The surgical importance of the cell is in its anatomical relation with the adjacent structures. The ceiling of agger nasi forms the floor of the frontal sinus. The frontal recess is behind the posteromedial wall of the cell of the agger nasi.  Agger nasi generally grows laterally towards the lacrimal groove, when this does not occur, it can cause a narrowing of the frontal recess and obstruct the drainage of the frontal sinus.  Similarly,  if the agger nasi cell is excessively pneumatized it can cause obstruction of the frontal sinus ostium and can produce frontal sinusitis.

The lacrimal bones are located close to the lateral surface of agger nasi. Dehiscence of the lacrimal bone can cause ocular symptoms like the epiphoria.
 
A Coronal CT scan showing agger nasi cells (AN) and the nasolacrimal duct (NL).

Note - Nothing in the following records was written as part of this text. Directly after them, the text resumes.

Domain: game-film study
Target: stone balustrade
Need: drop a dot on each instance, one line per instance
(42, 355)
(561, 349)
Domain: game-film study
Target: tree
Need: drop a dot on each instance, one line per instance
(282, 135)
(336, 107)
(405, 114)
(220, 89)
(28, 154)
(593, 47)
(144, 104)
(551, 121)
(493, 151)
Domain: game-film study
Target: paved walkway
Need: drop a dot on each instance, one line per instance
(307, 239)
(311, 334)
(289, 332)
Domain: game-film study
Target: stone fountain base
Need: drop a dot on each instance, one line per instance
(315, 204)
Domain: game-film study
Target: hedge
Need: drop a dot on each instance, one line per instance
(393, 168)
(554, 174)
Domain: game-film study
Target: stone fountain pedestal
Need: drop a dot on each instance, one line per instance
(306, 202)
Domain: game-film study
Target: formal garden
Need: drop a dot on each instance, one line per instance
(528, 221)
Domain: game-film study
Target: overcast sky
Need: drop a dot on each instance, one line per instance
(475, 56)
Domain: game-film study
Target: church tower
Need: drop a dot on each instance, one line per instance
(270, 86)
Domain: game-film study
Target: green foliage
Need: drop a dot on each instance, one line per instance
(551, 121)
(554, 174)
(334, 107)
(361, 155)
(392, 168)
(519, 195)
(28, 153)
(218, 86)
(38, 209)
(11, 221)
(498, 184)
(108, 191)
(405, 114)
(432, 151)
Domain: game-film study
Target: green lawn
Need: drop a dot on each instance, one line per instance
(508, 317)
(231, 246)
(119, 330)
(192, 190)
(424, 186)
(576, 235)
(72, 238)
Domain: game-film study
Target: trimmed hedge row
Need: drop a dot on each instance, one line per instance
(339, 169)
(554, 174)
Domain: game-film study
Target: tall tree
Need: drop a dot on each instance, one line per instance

ANTERIOR AND POSTERIOR FONTANELLES
Two bony dehiscences of the lateral nasal wall and the medial wall of the maxillary sinus exist.  These are usually covered with mucosa.  in the diagram opposite the anterior fontanelle (ANF) and posterior fontanelle (PNF) can be seen alongside the hiatus semilunaris (HS).  In some individuals the anterior and posterior fontanelles may be patent which results in an accessory ostium.  They are non-functional ostia and drain the sinus only if the natural ostium is blocked.  In this instance intrasinus pressure/gravity moves material out of the ostium.  Accessory ostia are usually found in the posterior fontanelle.

HALLER'S CELLS
Haller's cells are thought to arise from the anterior ethmoid sinus and project in a variable manner into the inferomedial aspect of the orbital floor, opposite the natural ostium for the maxillary sinus.  They can be an incidental finding, or when enlarged they can predispose to chronic inflammatory disease of the maxillary and frontal sinuses by narrowing the infundibulum.

SAGITTAL CT OF THE HEAD
Look at the following CT scan.  It shows some of the anatomical landmarks described above.  Think about the FESS procedure.  Can you see how difficult it might be to perform without injuring an anatomical landmark? Click on the CT scan to find out more information on imaging in the paranasal sinuses.
P=posterior ethmoid sinus
B=ethmoid bulla
AN=agger nasi
BL=basal lamella of the middle turbinate 
FS=frontal sinus
U=uncinate process
IT=inferior turbinate

SERIAL CORONAL CT OF THE HEAD
This diagram shows how close these accessory structures are to the orbital and cranial cavities.